Miss the glossy marketing pages and skip straight to the numbers. Before reading what the managers say about how well they have done, it is a good idea to have formed our own opinion.

2. Focus on Profit

There are so many ways profit is calculated the directors can be talking about a completely different number to the one considered most relevant.

Check the profit adjustment items under

  • Exceptional

  • Non-recurring

  • One-off

Decide if they should be included.

3. Even Better Focus on Free Cashflow Over Profits

The best investors don’t spend huge amounts of time looking at a company’s profits. Instead, they spend a lot of time looking at its free cash flow in order to work out how good or bad a company’s shares might be as an investment

What is free cash flow? In layman’s terms it is the amount of cash that a company has leftover every year to pay its lenders and shareholders. It is essentially a company’s cash profits. Or essentially the cash which can be extracted from the company, whilst the company still maintaining its current growth.

A sign of a company with high-quality profits is that it turns a large proportion of its profits into free cash flow

4. Check the Segmental Report.

When a company is changing shape, using cash flow from one division with limited prospects to build up another which will diversify and grow its revenue. The Segmental report highlights this.

5. Check the Remuneration Report.

This is where executive pay is disclosed. Excessive pay counts against a company in my evaluations. It can mean the board is more interested in filling its own pockets than rewarding employees and shareholders fairly.

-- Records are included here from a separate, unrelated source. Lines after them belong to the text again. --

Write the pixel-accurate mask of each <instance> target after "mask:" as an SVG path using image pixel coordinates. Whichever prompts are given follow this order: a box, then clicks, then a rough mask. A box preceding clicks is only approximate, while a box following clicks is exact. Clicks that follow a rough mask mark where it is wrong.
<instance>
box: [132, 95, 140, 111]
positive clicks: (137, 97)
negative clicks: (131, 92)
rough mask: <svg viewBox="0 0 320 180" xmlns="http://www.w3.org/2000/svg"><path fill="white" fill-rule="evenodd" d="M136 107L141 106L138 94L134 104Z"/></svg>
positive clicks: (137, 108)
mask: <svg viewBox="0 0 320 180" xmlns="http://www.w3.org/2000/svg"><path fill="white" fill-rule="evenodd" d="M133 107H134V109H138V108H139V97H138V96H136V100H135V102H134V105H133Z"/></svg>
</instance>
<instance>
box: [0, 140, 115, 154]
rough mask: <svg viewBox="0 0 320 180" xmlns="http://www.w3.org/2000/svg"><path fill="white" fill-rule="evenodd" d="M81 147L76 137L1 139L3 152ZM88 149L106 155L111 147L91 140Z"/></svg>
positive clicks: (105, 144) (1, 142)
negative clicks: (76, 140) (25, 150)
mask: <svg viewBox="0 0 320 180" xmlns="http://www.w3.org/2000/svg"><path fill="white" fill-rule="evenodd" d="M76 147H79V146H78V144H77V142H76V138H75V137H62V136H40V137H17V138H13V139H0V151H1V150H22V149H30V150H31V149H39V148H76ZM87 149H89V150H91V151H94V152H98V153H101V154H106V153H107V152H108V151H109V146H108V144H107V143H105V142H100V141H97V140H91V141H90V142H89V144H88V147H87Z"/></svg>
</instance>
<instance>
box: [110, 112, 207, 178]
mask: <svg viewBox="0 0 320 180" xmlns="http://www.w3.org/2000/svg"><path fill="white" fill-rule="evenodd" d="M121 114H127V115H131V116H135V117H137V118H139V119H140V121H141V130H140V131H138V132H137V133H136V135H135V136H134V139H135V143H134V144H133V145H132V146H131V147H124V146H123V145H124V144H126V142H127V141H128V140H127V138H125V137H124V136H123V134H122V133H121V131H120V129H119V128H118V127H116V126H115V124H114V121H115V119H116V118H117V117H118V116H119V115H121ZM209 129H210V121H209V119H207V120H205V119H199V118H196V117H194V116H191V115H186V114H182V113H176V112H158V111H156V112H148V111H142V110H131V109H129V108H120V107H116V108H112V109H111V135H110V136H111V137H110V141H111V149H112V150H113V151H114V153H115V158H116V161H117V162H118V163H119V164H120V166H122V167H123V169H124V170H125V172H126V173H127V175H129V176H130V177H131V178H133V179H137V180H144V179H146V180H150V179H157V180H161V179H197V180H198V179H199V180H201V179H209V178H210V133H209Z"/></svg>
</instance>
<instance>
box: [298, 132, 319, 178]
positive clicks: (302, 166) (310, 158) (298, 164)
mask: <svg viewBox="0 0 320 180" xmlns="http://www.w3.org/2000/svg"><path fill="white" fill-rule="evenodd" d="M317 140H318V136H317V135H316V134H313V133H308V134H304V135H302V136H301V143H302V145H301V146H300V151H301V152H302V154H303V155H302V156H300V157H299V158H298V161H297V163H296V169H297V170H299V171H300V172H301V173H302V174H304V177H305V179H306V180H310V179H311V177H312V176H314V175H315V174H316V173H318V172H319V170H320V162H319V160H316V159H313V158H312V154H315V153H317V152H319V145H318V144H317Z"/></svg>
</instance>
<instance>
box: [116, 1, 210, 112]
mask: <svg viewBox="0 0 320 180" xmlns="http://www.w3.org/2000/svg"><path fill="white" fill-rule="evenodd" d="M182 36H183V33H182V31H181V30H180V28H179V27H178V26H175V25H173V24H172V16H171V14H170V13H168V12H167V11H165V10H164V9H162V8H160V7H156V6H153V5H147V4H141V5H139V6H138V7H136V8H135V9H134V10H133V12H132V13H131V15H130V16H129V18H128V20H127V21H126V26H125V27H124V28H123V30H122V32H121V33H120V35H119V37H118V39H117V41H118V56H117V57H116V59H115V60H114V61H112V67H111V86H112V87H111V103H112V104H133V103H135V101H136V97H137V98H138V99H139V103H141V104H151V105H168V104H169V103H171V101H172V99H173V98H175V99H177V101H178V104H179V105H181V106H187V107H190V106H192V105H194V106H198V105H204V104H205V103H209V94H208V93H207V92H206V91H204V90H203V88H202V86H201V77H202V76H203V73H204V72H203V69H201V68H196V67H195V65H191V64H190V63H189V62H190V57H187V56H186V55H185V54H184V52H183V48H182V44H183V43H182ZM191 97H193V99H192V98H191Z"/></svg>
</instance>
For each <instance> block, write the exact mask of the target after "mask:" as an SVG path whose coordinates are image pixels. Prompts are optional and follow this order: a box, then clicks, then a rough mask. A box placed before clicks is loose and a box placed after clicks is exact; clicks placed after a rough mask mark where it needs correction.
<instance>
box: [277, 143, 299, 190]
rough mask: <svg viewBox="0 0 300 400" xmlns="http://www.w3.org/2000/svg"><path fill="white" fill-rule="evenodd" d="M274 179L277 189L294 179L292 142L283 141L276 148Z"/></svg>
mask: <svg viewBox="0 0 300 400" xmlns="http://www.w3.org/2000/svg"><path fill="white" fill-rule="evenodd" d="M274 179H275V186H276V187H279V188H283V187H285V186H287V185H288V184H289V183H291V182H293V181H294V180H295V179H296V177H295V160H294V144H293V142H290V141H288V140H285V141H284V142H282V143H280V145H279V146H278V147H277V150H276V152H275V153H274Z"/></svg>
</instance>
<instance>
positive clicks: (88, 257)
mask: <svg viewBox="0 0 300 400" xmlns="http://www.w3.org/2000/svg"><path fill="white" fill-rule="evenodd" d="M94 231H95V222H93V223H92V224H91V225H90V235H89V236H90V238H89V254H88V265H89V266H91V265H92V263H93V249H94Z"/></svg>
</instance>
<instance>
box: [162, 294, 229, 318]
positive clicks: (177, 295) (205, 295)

6. Don’t Overlook the Risk Section.

Companies do not like to talk about why they might lose money, which is what makes this section so compelling. Companies spell out the commercial challenges they face, and also present convincing arguments as to why they might overcome them.

7. How does it make money?

Read the business model section. A business model is how a company makes money. A strategy is how it plans to make more. To be credible, strategies must make sense, and they must be reflected in the results of the company.

8. Skip the Chairman Notes

Read the CFO notes. The chief financial officer will often repeat what the chief executive and chairman say but add more commentary on the numbers and how they were derived.

9. Check Accounting Treatments

Auditor’s report

Auditors very rarely qualify their opinion on the financial statements, but it can be useful to note which areas of accounting they focused their investigation on.